たとえばケンタッキーからは、こんがりと揚がったスパイシーなチキンが連想され、たちまち腹が鳴りケンタのクチになるが、倦怠期の夫婦喧嘩なんて目もあてられないし、犬も食わねぇ──おっと失礼。御犬もお召し上がりにならない。

デグラッセとデグレッセの理解が深まったところで、ベーコンを焼いて出た余計な油脂をキッチンペーパーでデグレッセし、白ワインをひと回し加え、木べらでスュックをこそぐようにデグラッセする。
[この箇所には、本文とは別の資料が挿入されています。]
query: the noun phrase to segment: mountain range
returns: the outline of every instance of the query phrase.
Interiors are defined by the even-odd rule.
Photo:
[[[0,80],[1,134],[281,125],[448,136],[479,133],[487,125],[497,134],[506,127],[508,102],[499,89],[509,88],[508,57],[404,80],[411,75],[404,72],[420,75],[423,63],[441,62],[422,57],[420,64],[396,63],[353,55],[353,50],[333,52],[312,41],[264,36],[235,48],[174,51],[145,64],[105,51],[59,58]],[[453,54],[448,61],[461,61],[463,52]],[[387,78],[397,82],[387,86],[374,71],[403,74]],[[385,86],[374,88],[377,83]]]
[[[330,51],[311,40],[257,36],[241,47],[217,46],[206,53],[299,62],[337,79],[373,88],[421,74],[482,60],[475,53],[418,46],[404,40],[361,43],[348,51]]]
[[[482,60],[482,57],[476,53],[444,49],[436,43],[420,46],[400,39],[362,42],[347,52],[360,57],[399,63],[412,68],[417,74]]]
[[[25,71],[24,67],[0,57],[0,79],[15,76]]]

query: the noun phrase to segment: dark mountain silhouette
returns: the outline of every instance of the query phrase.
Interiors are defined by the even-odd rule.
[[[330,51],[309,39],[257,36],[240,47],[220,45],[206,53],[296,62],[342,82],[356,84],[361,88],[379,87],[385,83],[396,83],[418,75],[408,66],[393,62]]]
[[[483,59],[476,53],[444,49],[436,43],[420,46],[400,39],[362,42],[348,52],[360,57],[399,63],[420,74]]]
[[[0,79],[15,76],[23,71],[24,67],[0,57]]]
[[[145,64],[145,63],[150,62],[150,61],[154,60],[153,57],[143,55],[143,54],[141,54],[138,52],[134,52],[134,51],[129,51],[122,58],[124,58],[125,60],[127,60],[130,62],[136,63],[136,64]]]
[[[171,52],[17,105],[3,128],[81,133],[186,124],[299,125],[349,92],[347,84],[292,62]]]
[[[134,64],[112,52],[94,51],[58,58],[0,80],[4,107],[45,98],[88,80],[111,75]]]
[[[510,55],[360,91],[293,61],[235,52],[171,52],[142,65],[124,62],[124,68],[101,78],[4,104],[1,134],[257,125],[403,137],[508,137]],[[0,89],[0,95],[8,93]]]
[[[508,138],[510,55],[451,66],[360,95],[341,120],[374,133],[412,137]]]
鍋に移しておいた具材に野菜の出汁、デグラッセしたソース、ローリエを加え、ひと煮立ちしたら蓋をして弱火で2〜30分ほど煮込んで完成だ。


まずは熱々のスープをすすり、ハフホフと口のなかで転がしながら味わう。


おお──これはいい....


やわらかな野菜の滋味がベーコンのスモーキーな出汁と溶けあう。デグラッセの効果は覿面てきめんで、香ばしく深みのある味わいだ。

よく炊けた野菜たちは、口のなかに入った途端にとろりと溶け、ベーコンはホロホロとほどけていく。

日ごろ、麻辣シビカラの刺激物ばかり流し込まれ荒廃した胃が、やさしさに包まれ癒されていくのを私は祝福に似た気持ちで見守ったが、そもそも荒廃した原因も私にあったことを思い出し、己のサイコパス気質にほとほと嫌気が差したのだった。


コンソメをイチから作るのは手間がかかるけれど、キューブや顆粒を使わずに作ってみたい

といった熱量のポトフニストには、野菜くずから取る出汁はうってつけの方法かもしれない。自作ベーコンがなくても、塩漬け豚や市販の「ちょっといいウィンナー」と合わせれば美味しいスープが出来るのでオススメだ。


私は、今回の出来にあらためてポトフの可能性を感じ、

──牛バラベーコンの出汁はどうだろう....

──干した大根の皮と葉を煮てみたら....

──そういや、テールの燻製は試したことがないな....

──豚のすね肉でアイスヴァイン風もヤバそうだな....

などと、まだ見ぬ未来のポトフに焦がれて──食後のくせにぐぅぅ、とお腹がスュックのだった。